Deixou muitos sermões, e um comentario da Biblia em latim.
Sobre a era da fundação da sua igreja junto á sé, no sitio onde nascera, publicou o douto antiquario e estudioso academico, o sr. dr. Levy, uma excelente noticia, no relatorio que fez á camara municipal de que foi vereador em 1856.
Ali se prova que no reinado de D. Afonso V já existia a igreja de Santo Antonio, porque voltando este monarcha da conquista de Tanger, de lá trouxera umas portas de bronze, de certa mesquita, que deu para este templo. D. João II, querendo que o santo português tivesse casa mais sumptuosa, e não lha tendo podido fazer durante o seu inquieto reinado, dispôs em testamento (1495), que «no mesmo logar e sitio onde nascêra Santo Antonio se construisse um templo consignando para esse fim 1000 justos de ouro (600$000 rs da nossa moeda actual).»

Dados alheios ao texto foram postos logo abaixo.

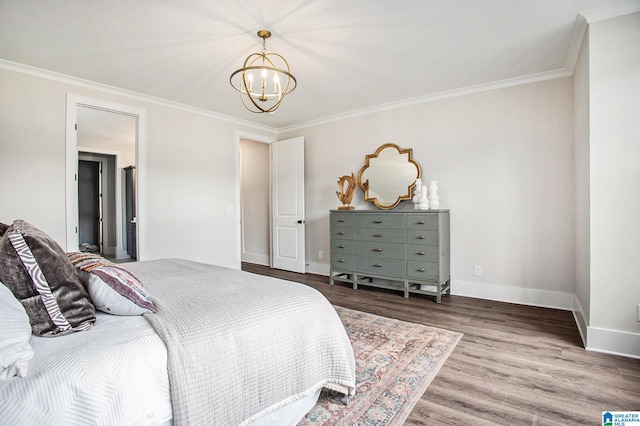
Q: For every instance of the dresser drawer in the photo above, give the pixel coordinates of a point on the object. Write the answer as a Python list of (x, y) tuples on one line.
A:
[(342, 233), (422, 270), (342, 261), (422, 253), (417, 236), (342, 219), (373, 265), (381, 235), (380, 250), (422, 221), (381, 220), (342, 246)]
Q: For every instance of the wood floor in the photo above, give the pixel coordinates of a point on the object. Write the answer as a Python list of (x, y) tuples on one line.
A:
[(515, 364)]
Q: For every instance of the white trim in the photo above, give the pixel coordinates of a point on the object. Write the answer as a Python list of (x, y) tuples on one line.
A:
[(510, 294), (613, 342), (510, 82), (240, 134), (318, 268), (259, 259), (579, 31), (72, 167), (120, 251), (581, 321), (66, 79)]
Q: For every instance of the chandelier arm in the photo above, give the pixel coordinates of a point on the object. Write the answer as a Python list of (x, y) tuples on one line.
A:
[(270, 95)]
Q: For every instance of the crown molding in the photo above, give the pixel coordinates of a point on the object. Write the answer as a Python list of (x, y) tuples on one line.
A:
[(75, 81), (614, 11), (486, 87)]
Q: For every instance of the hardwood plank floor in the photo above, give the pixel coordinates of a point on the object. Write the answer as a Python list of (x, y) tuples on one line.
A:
[(515, 364)]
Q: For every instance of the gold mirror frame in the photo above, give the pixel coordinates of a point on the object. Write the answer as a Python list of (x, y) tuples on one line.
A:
[(386, 175)]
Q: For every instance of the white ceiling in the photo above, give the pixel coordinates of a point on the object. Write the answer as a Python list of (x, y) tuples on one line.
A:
[(347, 55)]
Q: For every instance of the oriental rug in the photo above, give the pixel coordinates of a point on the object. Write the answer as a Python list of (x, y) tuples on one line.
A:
[(395, 362)]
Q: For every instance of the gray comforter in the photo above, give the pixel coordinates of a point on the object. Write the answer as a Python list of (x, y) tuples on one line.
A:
[(241, 345)]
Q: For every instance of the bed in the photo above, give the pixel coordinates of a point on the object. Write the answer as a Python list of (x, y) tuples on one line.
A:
[(222, 347)]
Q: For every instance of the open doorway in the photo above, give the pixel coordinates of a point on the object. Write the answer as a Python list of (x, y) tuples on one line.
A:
[(254, 202), (90, 207), (114, 136), (101, 132)]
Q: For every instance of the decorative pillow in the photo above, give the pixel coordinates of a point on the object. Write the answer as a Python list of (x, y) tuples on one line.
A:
[(113, 288), (15, 350), (37, 271)]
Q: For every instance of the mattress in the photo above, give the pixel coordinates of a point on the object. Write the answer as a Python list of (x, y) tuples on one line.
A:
[(113, 374)]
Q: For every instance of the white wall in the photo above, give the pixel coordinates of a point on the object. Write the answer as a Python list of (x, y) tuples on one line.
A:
[(192, 159), (582, 179), (614, 73), (504, 162)]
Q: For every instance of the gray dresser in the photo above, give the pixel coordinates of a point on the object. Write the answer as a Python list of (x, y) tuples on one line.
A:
[(401, 250)]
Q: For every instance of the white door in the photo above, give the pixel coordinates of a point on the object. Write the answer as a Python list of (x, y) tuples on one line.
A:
[(287, 205)]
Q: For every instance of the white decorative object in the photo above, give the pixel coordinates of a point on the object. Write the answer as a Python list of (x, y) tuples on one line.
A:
[(417, 193), (434, 200), (424, 201)]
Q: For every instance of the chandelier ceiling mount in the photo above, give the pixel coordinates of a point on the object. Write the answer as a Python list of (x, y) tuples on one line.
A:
[(264, 79)]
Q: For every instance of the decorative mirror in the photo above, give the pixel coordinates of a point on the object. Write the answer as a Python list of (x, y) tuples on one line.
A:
[(388, 176)]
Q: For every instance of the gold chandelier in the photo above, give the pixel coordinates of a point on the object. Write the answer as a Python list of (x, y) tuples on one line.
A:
[(264, 79)]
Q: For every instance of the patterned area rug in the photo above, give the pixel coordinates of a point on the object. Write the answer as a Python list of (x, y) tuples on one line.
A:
[(395, 362)]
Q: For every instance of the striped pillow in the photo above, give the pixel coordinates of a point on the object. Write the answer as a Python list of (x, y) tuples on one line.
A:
[(35, 268), (113, 289)]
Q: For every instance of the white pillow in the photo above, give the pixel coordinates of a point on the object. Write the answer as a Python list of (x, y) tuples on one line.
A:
[(107, 299), (113, 288), (15, 350)]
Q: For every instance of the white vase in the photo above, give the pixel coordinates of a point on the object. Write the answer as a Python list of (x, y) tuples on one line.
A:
[(434, 199), (417, 193), (424, 201)]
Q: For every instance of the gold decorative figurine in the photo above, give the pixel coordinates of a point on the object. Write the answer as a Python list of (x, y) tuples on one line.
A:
[(345, 195)]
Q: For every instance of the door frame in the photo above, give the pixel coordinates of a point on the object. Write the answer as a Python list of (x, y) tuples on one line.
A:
[(238, 201), (103, 203), (71, 169), (120, 249)]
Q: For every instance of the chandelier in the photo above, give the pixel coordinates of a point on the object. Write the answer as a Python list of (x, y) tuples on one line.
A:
[(264, 79)]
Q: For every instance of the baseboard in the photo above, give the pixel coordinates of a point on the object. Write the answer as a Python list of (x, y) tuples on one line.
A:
[(613, 342), (318, 268), (519, 295), (259, 259), (581, 321)]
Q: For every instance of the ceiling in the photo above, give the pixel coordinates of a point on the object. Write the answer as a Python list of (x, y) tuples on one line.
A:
[(346, 55)]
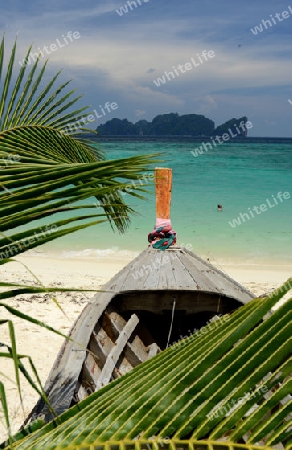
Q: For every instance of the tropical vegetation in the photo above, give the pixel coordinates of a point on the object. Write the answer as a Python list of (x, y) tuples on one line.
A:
[(225, 387), (51, 182)]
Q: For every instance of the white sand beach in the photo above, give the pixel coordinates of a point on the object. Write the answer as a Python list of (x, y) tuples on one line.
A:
[(43, 345)]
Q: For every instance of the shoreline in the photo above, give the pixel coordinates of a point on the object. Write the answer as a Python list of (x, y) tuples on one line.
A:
[(84, 273)]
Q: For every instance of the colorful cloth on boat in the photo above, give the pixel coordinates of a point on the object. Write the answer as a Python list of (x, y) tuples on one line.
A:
[(162, 237)]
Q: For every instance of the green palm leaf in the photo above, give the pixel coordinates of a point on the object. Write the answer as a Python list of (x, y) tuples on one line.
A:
[(228, 383), (44, 171)]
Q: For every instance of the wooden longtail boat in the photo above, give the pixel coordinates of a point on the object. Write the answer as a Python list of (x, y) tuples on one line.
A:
[(157, 299)]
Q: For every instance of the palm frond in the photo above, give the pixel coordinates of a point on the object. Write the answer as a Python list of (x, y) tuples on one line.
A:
[(230, 383)]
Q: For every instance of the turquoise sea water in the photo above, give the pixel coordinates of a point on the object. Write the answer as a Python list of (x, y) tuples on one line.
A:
[(239, 176)]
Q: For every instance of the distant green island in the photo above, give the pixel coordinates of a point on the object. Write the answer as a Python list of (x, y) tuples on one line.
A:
[(175, 125)]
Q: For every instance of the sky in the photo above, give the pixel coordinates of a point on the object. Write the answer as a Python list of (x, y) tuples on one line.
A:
[(115, 56)]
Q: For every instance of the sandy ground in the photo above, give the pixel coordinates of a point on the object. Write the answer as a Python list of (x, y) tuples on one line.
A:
[(43, 345)]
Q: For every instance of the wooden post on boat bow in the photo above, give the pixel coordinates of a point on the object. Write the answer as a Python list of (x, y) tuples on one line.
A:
[(163, 185)]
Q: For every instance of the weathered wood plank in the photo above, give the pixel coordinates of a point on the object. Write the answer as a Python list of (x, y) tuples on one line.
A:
[(153, 349), (135, 350), (163, 185), (116, 351)]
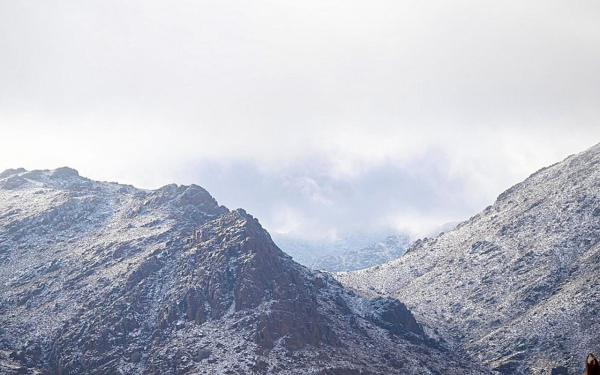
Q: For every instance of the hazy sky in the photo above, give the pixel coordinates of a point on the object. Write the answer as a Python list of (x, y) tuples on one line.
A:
[(318, 117)]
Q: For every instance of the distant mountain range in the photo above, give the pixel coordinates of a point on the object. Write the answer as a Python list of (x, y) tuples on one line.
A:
[(517, 285), (101, 278), (350, 252)]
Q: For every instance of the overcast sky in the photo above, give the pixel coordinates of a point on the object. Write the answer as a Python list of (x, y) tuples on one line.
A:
[(318, 117)]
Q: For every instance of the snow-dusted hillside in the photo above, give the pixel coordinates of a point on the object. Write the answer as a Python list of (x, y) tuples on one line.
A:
[(378, 253), (101, 278), (516, 285)]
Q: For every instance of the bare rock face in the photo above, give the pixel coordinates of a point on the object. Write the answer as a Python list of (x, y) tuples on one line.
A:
[(101, 278), (516, 284)]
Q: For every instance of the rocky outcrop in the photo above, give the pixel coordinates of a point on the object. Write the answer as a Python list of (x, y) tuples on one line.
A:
[(103, 278), (516, 284)]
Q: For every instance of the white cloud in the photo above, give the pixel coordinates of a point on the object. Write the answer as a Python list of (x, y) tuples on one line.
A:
[(317, 97)]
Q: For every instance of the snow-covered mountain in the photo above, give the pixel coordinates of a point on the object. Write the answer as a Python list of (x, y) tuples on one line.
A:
[(378, 253), (518, 284), (102, 278), (309, 251)]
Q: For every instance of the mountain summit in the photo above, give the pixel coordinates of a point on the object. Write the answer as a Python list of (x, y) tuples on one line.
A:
[(516, 285), (102, 278)]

El rei D. Manuel, seu sucessor, e encarregado da execução do testamento, não só cumpriu a vontade de D. João II, mas pôs muito de seu cabedal para que a obra ficasse grandiosa. A cidade também concorreu para esta edificação, e por isso em casa mistica ao templo fez paço do conselho, e aí esteve a camara municipal de Lisboa, depois senado, desde o tempo del rei D. Manuel até D. José.
Faziam-se á real casa de Santo Antonio da Sé muitas esmolas, e no tempo de D João III se calcularam num conto de rs por ano. Antes do terremoto tinha de rendimento oito contos; e as alfaias e prata que nessa calamidade consumiu o fogo valiam trinta e seis contos de rs. Só a imagem do santo ficou salva, e ainda hoje se conserva no altar mór.
O ilustrado presidente da vereação passada, o sabio lente de química da escola politécnica, em vez de sustentar tanto menino do coro, como dantes havia, com as sobras do custeamento deste santuário (que ainda gasta anualmente 3 500$000 réis) instituiu uma escola de instrucção primária pelo metodo português de Castilho, que nos dizem estar muito bem organizada e regida.